The second major source is Abandoned Mine Drainage (AMD) in historical coal and metal mining regions. When mining exposes sulfide minerals, such as pyrite (\(\text{FeS}_2\)), to air and water, a chemical reaction occurs that generates a high concentration of sulfuric acid. The resulting effluent can be extremely acidic, sometimes with a pH falling below 3.0.
The susceptibility of a water body to these acid inputs depends heavily on the surrounding geological composition, known as buffering capacity. Areas rich in alkaline minerals like limestone, which contains calcium carbonate, can naturally neutralize incoming acid. Conversely, regions characterized by granite bedrock or thin, poorly buffered soils, such as the high-elevation areas of the Northeast, are unable to counteract the acid influx, leading to a rapid and sustained drop in water pH.
Geographic Regions with the Lowest Water pH
The most pronounced areas of water acidification in the country are concentrated in regions affected by historical industrial activity coupled with low geological buffering capacity. The Appalachian Coal Belt, spanning states like Pennsylvania, West Virginia, and Kentucky, contains some of the lowest pH water due to abandoned mine drainage (AMD). Here, thousands of miles of streams are continually polluted by AMD, with some discharges in Pennsylvania having been measured at a pH less than 3.0. The extreme acidity in streams like Aaron Run in Maryland, which once fell to a pH of 3.5, is characteristic of this widespread regional issue.

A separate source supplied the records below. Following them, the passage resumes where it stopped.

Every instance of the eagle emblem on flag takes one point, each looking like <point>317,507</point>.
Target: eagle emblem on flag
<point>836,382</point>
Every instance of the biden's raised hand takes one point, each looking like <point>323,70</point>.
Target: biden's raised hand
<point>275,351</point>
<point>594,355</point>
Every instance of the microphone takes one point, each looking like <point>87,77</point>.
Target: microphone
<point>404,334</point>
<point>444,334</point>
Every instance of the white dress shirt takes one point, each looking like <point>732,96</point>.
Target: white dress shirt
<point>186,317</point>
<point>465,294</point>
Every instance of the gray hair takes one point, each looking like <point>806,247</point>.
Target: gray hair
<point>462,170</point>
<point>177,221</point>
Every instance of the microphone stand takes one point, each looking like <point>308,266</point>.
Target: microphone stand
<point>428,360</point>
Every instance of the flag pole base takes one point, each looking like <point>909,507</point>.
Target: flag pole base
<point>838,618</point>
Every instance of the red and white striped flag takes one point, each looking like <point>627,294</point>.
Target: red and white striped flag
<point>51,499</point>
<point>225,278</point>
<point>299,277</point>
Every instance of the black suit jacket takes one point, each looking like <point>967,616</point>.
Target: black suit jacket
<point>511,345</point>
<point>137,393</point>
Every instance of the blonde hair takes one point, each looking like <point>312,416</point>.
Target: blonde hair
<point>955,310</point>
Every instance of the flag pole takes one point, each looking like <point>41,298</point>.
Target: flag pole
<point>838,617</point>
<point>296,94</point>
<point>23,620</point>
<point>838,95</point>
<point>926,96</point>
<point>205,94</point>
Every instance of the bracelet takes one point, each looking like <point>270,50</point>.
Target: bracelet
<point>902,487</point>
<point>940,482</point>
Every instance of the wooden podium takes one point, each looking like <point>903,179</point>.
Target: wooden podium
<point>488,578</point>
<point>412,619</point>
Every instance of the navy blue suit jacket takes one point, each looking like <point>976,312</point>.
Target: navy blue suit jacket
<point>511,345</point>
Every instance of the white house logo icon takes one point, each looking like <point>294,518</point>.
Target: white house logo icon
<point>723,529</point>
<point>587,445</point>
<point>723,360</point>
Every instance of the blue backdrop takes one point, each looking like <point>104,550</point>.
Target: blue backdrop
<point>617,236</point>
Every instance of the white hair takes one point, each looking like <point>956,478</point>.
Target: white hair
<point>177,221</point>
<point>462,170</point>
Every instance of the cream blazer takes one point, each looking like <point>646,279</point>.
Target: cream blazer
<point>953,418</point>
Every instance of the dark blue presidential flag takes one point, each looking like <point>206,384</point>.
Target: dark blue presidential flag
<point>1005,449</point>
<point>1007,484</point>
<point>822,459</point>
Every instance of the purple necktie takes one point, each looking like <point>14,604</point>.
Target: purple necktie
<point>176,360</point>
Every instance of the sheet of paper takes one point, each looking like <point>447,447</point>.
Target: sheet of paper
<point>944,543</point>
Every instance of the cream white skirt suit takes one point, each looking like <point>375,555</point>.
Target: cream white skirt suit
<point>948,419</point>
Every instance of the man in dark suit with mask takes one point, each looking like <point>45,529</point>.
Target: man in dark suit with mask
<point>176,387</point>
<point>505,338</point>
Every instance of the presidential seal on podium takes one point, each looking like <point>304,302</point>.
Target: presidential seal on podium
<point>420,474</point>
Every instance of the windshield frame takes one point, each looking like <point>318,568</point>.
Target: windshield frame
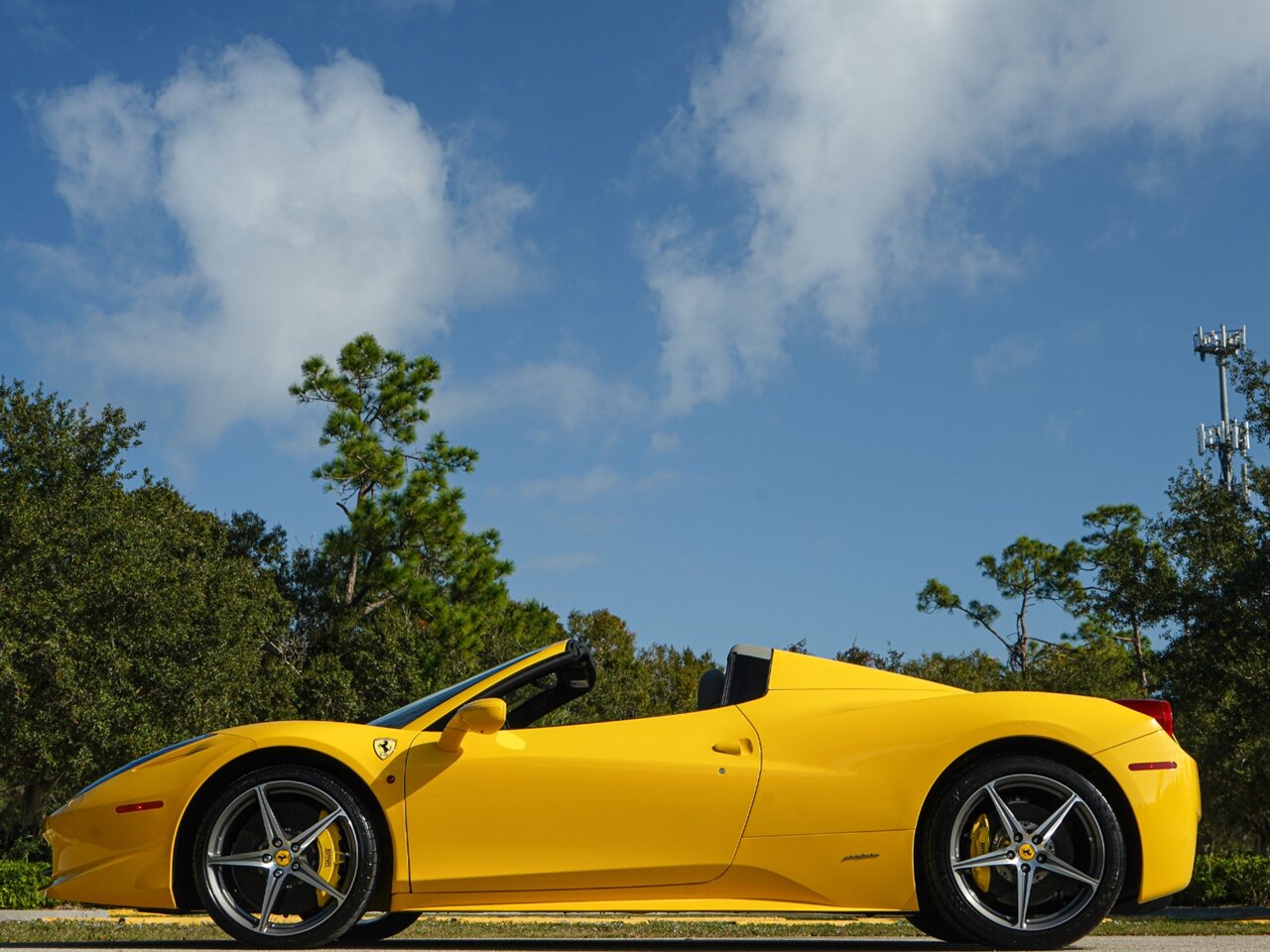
<point>440,703</point>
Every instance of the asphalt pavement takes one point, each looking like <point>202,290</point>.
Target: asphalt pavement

The Northeast and Upper Midwest, particularly the Adirondack and Catskill Mountains of New York and areas of New England, represent another major acidification hotspot. These regions feature hard, crystalline bedrock like granite with minimal capacity to neutralize acid precipitation. The lakes and ponds in the Adirondack Park have been severely impacted by acid rain, with a quarter of the lakes studied registering a pH of 5.0 or below, a level considered too acidic to support most fish species.

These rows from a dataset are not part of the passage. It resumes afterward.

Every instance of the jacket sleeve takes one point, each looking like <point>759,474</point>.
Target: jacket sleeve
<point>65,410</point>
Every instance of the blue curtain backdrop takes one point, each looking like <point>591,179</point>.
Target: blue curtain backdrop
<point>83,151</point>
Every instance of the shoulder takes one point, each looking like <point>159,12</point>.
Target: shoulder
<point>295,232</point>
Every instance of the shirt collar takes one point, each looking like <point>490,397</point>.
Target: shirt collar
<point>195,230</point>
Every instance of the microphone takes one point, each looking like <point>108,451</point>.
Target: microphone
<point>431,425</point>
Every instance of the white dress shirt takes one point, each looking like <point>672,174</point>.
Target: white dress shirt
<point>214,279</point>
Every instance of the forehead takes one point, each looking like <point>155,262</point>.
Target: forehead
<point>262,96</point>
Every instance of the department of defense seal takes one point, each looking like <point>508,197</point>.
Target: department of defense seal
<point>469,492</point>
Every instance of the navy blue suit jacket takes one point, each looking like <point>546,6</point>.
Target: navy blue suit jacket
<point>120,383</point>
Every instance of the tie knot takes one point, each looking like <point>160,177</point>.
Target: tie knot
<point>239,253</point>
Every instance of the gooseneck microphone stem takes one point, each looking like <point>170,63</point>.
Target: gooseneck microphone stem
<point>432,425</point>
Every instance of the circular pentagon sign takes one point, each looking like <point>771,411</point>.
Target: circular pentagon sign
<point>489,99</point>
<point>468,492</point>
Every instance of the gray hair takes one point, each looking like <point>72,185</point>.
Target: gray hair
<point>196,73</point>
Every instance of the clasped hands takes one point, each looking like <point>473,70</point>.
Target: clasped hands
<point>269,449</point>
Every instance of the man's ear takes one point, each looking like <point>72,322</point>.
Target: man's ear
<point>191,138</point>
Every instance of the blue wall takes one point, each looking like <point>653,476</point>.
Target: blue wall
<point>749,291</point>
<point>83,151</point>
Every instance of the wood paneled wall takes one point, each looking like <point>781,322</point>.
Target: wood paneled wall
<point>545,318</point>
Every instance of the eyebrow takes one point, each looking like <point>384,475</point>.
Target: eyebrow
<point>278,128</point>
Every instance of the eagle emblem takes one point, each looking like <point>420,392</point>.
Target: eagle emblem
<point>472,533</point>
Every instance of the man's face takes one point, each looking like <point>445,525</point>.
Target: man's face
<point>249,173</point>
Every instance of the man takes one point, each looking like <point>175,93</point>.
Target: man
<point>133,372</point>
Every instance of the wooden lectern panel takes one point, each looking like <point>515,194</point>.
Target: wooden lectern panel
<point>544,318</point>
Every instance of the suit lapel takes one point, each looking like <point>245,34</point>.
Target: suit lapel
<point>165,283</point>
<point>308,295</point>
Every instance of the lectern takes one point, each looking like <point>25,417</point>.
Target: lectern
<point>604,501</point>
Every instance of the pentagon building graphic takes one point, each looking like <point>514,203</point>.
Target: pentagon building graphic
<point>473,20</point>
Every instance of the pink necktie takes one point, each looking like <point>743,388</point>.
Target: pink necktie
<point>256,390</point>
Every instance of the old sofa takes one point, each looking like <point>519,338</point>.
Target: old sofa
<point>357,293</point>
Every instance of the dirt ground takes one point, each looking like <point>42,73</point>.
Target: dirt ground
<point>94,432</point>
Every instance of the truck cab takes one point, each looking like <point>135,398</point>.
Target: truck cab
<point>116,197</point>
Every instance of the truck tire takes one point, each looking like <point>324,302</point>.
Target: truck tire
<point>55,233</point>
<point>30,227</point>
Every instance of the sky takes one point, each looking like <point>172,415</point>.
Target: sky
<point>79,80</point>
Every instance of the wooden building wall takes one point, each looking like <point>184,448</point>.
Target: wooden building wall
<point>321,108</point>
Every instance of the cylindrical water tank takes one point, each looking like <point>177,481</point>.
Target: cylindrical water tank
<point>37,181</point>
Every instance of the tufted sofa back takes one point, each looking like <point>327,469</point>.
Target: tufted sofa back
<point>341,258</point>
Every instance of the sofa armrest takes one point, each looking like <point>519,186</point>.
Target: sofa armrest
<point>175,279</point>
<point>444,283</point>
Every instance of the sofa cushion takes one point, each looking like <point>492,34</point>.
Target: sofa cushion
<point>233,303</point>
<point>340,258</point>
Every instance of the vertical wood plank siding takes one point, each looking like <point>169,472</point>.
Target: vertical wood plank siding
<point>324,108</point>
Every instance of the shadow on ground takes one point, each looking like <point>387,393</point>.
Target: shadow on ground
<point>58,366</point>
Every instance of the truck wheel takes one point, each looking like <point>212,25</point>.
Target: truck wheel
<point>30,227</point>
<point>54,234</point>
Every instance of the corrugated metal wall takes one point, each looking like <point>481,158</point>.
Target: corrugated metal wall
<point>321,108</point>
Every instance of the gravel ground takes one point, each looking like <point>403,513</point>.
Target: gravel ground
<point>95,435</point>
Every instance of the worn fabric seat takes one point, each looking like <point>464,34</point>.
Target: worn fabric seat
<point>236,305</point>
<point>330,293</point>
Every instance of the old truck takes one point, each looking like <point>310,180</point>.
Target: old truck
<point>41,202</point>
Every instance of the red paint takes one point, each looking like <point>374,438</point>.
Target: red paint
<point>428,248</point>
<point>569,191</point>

Acid mine drainage also creates pockets of severe acidity in the mountainous Western United States, particularly in areas of historic hard-rock mining in Colorado and Montana. In Colorado, abandoned mines contribute to waterways with a pH of 4.0 or lower. For example, Cement Creek, a tributary of the Animas River, is known for its low-pH, metal-rich water that severely impacts the downstream environment.
Environmental and Infrastructure Effects
The consequences of highly acidic water extend across both natural ecosystems and human-built systems. In aquatic environments, a drop in pH below 5.0 is toxic to most fish species, amphibians, and invertebrates. Low pH water mobilizes aluminum from surrounding soils and sediments. This aluminum is harmful to fish, interfering with gill function and causing suffocation. Furthermore, at a pH of 5.0, the eggs of most fish cannot hatch, leading to the collapse of populations and a loss of aquatic biodiversity.

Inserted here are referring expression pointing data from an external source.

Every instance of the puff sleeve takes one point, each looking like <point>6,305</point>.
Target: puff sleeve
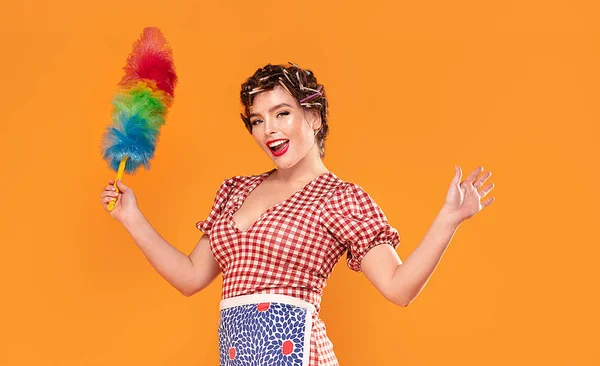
<point>220,200</point>
<point>356,221</point>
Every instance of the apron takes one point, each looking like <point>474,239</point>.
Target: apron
<point>265,330</point>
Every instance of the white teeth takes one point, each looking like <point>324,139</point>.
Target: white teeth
<point>277,143</point>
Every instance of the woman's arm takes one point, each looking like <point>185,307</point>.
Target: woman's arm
<point>188,274</point>
<point>402,282</point>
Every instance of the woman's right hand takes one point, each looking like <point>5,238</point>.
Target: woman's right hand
<point>126,203</point>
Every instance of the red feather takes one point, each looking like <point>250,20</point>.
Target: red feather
<point>151,59</point>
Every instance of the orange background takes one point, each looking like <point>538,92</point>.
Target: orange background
<point>414,88</point>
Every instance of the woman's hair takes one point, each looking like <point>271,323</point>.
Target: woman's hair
<point>301,84</point>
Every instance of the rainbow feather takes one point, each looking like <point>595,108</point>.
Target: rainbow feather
<point>140,105</point>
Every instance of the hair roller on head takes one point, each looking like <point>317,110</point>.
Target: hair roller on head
<point>299,83</point>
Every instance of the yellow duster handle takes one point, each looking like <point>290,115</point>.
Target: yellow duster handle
<point>111,204</point>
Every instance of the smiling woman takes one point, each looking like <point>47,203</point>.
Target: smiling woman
<point>277,236</point>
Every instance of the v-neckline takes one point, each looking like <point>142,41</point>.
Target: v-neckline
<point>261,178</point>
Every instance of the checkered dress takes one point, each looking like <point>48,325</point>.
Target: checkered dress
<point>293,247</point>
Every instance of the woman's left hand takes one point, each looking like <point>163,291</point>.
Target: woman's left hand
<point>464,199</point>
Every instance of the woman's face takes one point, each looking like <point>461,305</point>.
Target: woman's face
<point>282,128</point>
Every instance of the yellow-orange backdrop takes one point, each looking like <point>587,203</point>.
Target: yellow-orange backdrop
<point>414,87</point>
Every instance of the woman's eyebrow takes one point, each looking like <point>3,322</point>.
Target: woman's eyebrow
<point>271,109</point>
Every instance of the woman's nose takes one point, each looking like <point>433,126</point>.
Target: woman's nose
<point>270,126</point>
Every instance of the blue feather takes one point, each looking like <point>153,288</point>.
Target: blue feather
<point>132,137</point>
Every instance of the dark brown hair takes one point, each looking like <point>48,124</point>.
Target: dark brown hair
<point>300,83</point>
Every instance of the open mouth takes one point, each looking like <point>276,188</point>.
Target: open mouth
<point>279,147</point>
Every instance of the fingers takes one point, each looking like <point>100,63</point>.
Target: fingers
<point>488,202</point>
<point>481,181</point>
<point>473,175</point>
<point>122,187</point>
<point>457,175</point>
<point>486,190</point>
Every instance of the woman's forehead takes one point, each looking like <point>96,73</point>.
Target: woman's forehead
<point>263,101</point>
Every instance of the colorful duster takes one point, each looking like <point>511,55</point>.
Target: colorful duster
<point>140,105</point>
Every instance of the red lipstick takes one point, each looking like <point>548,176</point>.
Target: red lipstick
<point>280,149</point>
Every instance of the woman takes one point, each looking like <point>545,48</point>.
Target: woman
<point>276,236</point>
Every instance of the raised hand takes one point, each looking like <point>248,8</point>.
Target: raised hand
<point>464,199</point>
<point>126,202</point>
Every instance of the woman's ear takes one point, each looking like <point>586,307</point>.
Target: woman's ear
<point>314,119</point>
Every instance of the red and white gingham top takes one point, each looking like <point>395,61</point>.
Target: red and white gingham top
<point>293,247</point>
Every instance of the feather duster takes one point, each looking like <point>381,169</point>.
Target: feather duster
<point>140,105</point>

On land, acidic water percolating through soil leaches essential nutrients, such as calcium and magnesium, vital for forest health. The loss of these nutrients weakens trees, making them more susceptible to disease and environmental stress. Mobilized aluminum is also toxic to vegetation, damaging tree roots and inhibiting the plant’s ability to absorb water and nutrients, contributing to forest decline.
For human infrastructure, water with a pH consistently below 6.5 becomes corrosive, posing a risk to drinking water systems. Acidic water aggressively dissolves metals in plumbing, leading to the leaching of heavy metals like lead and copper into the water supply. This corrosion compromises the integrity of the delivery system and introduces contaminants toxic to human health.